Football is by far the most popular sport in Thrissur. The city and district has contributed numerable players, clubs, coaches, tournaments and stadiums to Indian football.

Players
Jo Paul Ancheri, former Indian football team Captain and the AIFF Player of the Year is from Thrissur. Ancheri has played for many leading football clubs including Mohun Bagan, JCT FC, FC Kochin and East Bengal F.C. He is a versatile player who can play in any position including defender, defensive midfielder, midfielder, and striker. 
I. M. Vijayan is a former professional football player known as Karutha Muthu (Black Pearl). Vijayan was crowned Indian Player of the Year in 1993, 1997 and 1999. He scored one of the fastest ever international goals in a match against Bhutan in the 1999 SAF Games, when he managed to do the same in 12 seconds. 
Victor Manjila is a former Indian International football goalkeeper from Thrissur. He represented Kerala, as the goalkeeper, in the Santosh Trophy in 1971, 1973, 1974, 1975, 1976, and 1979. Manjila was the captain of the Kerala team that played in 1975 Santosh Trophy. He represented India in the 1976 and 1977 President's Cup at South Korea and Kings Cup at Bangkok. 
C. V. Pappachan has represented Kerala in the Santosh Trophy tournament eight times. He was instrumental in Kerala Police winning two Federation Cups.
Rino Anto (born 3 January 1988) is an Indian professional footballer who plays as a right back for Kerala Blasters and has played for many leading football clubs including Mohun Bagan, Salgaocar F.C., Bengaluru FC and Atletico de Kolkata. He represented India in the 2015–2016.
Rahul Kannoly Praveen commonly known as Rahul K P is an Indian professional footballer who plays as a winger or forward for Kerala Blasters in the Indian Super League. He has been representing India national football team at various youth levels including the FIFA U-17 World Cup 2017.

Football clubs

 R B Ferguson Club, the first and the oldest football club in Kerala state, was established in 20 February 1899 in Ollur, Thrissur. The club was named after the Kochi Police Superintendent, R B Ferguson. Later club renamed as Young Men's Football Club Ollur.
 In 1947, the second oldest club in Thrissur, Aurora Club, Ollur was formed by the football loving fans of Ollur.
 Thrissur Gymkhana, an upcoming football club from Thrissur, has won many tournaments across Kerala.
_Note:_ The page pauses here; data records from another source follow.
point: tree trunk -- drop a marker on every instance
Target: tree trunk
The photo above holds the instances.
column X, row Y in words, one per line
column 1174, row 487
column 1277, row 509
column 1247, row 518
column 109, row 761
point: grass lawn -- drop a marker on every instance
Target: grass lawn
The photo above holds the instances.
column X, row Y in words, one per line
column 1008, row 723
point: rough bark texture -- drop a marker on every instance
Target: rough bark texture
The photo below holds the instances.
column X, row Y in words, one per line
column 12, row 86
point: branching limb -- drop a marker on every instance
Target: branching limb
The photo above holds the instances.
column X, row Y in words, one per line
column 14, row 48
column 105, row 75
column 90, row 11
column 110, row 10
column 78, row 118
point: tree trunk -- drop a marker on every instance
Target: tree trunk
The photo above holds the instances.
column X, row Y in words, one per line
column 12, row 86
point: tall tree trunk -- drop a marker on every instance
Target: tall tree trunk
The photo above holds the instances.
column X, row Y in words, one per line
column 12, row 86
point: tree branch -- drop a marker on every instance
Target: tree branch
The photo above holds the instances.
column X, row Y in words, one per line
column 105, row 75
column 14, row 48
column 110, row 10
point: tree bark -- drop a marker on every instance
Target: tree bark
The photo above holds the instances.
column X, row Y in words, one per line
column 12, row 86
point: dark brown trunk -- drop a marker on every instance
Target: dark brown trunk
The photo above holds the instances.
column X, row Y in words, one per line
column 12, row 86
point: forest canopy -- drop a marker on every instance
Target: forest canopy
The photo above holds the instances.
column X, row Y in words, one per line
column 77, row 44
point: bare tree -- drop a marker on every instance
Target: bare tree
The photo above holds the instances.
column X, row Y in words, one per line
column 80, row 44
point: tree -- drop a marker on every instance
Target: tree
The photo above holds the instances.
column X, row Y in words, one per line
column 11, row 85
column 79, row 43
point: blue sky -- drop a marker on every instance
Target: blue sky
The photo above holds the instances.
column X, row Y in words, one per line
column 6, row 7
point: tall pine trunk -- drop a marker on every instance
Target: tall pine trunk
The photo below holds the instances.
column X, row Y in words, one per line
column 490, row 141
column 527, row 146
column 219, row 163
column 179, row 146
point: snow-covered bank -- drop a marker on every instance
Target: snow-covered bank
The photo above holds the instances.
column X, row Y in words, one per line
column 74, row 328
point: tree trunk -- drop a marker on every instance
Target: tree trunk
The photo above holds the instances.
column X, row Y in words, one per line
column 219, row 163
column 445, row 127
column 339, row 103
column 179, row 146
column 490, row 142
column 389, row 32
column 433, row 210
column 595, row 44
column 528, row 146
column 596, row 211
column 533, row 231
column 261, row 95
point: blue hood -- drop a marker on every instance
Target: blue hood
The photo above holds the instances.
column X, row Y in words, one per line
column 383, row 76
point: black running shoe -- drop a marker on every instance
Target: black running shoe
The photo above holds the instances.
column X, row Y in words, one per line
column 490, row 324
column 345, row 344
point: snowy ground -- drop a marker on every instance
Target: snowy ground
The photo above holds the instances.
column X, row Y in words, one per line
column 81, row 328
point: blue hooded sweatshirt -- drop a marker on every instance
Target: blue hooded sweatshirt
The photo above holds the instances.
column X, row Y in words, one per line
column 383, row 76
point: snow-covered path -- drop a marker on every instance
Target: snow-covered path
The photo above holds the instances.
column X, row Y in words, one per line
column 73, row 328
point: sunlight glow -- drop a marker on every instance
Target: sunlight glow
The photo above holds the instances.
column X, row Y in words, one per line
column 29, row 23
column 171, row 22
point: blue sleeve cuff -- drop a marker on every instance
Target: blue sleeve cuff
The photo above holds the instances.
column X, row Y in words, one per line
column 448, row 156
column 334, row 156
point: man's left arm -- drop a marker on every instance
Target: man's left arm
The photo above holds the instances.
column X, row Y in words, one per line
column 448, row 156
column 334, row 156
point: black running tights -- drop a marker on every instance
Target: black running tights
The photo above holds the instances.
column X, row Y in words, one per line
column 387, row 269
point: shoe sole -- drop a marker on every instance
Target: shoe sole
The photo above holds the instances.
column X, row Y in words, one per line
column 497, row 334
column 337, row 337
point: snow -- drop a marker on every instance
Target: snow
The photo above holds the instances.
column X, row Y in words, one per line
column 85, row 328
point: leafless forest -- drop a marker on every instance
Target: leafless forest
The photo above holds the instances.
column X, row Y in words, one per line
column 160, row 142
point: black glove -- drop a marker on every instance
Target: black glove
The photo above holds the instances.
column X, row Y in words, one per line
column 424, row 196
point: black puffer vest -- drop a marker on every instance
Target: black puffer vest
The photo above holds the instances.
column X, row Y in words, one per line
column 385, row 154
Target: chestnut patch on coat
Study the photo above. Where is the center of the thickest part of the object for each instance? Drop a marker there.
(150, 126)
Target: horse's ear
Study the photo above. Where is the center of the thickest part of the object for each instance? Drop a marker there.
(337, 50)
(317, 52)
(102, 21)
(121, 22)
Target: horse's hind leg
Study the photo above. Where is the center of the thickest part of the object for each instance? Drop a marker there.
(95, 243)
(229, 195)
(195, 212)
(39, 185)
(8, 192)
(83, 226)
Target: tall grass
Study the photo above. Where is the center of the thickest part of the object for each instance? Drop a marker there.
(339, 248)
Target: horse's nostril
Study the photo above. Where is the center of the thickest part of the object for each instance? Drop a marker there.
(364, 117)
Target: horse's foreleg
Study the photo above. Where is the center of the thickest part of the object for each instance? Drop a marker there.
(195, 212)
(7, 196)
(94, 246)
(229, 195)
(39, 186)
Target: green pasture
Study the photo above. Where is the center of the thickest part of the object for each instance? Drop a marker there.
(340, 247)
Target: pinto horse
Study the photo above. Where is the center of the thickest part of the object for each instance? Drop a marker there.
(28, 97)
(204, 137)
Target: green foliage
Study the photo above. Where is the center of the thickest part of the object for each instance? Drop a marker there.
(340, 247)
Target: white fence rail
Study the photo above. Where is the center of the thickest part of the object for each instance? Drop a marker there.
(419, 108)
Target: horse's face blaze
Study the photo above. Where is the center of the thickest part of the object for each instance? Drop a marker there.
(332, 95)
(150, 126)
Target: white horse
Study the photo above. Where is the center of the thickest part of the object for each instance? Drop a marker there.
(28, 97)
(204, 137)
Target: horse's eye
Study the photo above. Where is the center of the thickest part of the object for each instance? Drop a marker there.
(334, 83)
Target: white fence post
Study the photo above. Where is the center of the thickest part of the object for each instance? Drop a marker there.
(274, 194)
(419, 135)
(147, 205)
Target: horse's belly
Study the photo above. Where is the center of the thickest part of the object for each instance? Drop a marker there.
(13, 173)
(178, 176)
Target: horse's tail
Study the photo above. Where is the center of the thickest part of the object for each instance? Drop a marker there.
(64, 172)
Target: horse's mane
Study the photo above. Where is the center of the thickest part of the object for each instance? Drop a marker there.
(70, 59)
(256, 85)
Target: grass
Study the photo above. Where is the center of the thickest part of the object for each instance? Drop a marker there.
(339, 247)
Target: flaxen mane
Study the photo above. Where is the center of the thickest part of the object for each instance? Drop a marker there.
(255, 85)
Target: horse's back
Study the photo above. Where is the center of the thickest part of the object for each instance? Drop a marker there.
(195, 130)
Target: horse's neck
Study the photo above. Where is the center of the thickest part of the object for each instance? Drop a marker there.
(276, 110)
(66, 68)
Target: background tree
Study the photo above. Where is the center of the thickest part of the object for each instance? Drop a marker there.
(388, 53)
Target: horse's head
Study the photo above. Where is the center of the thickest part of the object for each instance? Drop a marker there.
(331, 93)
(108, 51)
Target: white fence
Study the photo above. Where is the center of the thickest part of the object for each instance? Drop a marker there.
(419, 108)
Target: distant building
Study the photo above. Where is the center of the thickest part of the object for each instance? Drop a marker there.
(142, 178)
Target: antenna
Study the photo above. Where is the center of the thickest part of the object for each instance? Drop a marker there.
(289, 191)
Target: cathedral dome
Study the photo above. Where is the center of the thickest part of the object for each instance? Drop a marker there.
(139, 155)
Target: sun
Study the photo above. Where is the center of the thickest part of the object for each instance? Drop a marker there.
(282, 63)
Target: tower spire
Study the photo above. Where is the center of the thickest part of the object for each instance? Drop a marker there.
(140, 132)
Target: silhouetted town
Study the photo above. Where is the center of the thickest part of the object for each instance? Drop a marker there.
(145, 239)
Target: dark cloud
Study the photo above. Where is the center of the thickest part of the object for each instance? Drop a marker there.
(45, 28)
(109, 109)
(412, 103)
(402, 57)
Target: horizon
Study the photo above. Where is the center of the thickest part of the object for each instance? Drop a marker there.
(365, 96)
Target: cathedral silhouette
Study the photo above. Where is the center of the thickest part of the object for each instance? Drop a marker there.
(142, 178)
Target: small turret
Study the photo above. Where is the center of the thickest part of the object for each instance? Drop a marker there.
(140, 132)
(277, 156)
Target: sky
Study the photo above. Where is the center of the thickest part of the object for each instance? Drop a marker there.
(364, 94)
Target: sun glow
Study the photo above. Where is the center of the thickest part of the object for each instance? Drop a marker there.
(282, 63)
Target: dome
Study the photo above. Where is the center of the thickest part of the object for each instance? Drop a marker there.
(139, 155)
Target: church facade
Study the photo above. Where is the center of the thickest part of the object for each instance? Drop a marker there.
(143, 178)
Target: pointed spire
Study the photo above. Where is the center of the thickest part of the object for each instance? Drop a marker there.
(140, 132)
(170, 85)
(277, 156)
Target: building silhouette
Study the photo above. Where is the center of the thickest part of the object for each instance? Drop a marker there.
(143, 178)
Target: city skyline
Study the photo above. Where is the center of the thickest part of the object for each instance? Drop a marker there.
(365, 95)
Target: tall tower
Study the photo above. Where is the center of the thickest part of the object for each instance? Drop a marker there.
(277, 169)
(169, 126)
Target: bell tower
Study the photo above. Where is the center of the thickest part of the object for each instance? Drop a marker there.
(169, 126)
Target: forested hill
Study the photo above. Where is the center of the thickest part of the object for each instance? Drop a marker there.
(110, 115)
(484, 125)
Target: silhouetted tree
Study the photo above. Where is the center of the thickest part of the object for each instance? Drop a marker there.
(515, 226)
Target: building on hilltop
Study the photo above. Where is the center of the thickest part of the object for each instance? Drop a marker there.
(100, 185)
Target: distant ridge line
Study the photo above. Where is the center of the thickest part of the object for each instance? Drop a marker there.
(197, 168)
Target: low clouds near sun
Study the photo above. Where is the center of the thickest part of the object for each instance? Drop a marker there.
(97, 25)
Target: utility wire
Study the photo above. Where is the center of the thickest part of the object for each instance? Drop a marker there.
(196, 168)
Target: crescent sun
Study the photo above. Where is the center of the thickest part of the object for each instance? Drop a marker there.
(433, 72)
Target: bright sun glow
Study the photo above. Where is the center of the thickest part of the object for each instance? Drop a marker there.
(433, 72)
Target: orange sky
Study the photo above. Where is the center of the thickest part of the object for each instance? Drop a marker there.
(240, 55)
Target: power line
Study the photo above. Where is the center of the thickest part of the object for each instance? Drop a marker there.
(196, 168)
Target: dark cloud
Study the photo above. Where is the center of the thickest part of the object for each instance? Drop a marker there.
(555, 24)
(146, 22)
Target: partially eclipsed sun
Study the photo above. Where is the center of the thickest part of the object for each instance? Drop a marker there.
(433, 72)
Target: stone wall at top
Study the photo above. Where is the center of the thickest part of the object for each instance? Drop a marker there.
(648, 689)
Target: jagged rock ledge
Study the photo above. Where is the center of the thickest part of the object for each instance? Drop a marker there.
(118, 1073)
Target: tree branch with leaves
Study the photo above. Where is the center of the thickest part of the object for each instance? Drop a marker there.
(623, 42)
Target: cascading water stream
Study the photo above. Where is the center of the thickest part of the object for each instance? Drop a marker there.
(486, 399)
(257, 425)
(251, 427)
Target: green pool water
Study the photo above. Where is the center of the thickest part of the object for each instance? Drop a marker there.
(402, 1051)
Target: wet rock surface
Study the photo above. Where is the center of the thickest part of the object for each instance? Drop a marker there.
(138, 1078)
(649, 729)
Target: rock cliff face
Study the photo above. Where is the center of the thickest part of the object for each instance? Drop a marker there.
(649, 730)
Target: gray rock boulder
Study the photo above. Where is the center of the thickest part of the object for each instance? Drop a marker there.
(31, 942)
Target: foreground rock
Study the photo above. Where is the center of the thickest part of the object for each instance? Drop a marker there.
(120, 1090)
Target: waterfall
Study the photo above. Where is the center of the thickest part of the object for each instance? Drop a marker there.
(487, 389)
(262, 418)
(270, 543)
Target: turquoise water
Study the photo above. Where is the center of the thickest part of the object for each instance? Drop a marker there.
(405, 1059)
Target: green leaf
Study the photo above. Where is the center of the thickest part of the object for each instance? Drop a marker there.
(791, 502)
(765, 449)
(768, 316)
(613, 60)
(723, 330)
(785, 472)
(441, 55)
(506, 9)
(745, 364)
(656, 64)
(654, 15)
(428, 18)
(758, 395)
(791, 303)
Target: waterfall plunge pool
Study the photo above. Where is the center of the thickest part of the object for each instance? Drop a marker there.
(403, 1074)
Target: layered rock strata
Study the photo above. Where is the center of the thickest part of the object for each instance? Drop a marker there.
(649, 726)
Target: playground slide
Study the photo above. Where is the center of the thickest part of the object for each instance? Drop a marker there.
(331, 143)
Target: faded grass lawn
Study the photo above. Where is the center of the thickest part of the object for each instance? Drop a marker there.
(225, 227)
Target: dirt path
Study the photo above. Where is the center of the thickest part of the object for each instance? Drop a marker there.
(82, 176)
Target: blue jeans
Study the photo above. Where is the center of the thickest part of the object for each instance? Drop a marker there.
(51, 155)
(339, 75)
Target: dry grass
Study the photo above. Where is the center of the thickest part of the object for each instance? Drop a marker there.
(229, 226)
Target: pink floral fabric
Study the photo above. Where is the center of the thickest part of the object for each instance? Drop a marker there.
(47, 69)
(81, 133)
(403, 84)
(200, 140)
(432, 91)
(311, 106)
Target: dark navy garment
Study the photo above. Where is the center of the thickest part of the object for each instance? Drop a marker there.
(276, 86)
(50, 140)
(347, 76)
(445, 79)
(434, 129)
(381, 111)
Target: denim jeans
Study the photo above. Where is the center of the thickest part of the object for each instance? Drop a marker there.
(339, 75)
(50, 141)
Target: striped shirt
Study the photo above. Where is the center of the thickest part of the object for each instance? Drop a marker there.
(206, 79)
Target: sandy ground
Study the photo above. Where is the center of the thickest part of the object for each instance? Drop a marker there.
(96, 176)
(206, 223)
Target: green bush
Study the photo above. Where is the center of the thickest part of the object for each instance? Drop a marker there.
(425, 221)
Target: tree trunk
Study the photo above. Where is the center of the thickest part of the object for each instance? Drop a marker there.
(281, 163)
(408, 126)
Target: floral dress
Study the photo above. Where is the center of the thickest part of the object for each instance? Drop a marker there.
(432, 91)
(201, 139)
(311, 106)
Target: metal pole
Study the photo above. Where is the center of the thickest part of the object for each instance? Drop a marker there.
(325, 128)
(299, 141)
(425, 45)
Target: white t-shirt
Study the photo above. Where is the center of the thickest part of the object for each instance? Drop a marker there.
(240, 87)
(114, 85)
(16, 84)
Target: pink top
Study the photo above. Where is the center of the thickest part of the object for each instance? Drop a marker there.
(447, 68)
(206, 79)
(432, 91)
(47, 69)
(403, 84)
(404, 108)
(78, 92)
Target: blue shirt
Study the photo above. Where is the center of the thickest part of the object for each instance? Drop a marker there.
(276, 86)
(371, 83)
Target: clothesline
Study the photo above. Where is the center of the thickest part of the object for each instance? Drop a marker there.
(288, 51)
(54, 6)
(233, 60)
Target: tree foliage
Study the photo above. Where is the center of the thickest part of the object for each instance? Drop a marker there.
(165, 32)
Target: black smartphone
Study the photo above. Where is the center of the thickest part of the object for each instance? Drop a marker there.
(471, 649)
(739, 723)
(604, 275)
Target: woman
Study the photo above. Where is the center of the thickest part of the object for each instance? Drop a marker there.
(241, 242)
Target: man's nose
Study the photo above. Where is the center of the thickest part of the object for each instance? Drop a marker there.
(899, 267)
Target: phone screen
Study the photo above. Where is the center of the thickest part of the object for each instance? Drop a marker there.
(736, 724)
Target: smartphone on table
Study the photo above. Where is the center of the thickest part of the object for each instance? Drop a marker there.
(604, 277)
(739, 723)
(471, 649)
 F.C. Kerala, a new football team based in Thrissur is in the I-League.
 FC Thrissur , a new football team based in Thrissur, Thrissur Municipal Corporation Stadium as Home Stadium
 Red Star FC, another club promoted by team of entrepreneurs from Thrissur is also blossoming. It is headed by Jo Paul Ancheri.

 Parappur FC, a football club having coaching programs for children at Parappur in Thrissur district. It is supported by South Indian Bank.

Tournaments
The first football tournament in central Kerala was kicked off in 1925 by the Kochi Athletic Association. The tournament was held in Palace Ground now known as Thrissur Municipal Corporation Stadium. Rama Varma XV, Maharaja of Cochin has contributed 100 Tola of silver cup for the tournament. The first winner was Church Mission Society High School Union, Thrissur.  The tournament was winded up in 1930 when the first FIFA World Cup was started.N.I. David Memorial Trophy, once dubbed as the football World Cup of Thrissur was started in 1996 by the then Superintendent of Police, Thrissur, in memory of N. I. David IPS who died in harness in the office of the Commandant, KAP 1st Battalion, Thrissur. The tournament had to be stopped temporarily in 2005 but later restarted in 2010.

Coaches
T.K. Chathunni, also known as the travelling coach was a coach for National Football League (India) from 1997-1998. Hailing from Thrissur, he has coached most of football clubs in India like Dempo S.C., Salgaocar F.C., Mohun Bagan A.C., Churchill Brothers S.C., Chirag United Club Kerala and Josco FC. 
Victor Manjila, another football gem from Thrissur, is a successful former coach of Kerala football team that won 1993 Santosh Trophy.
M. Peethambaran, former Kerala Santosh Trophy coach is also from Thrissur.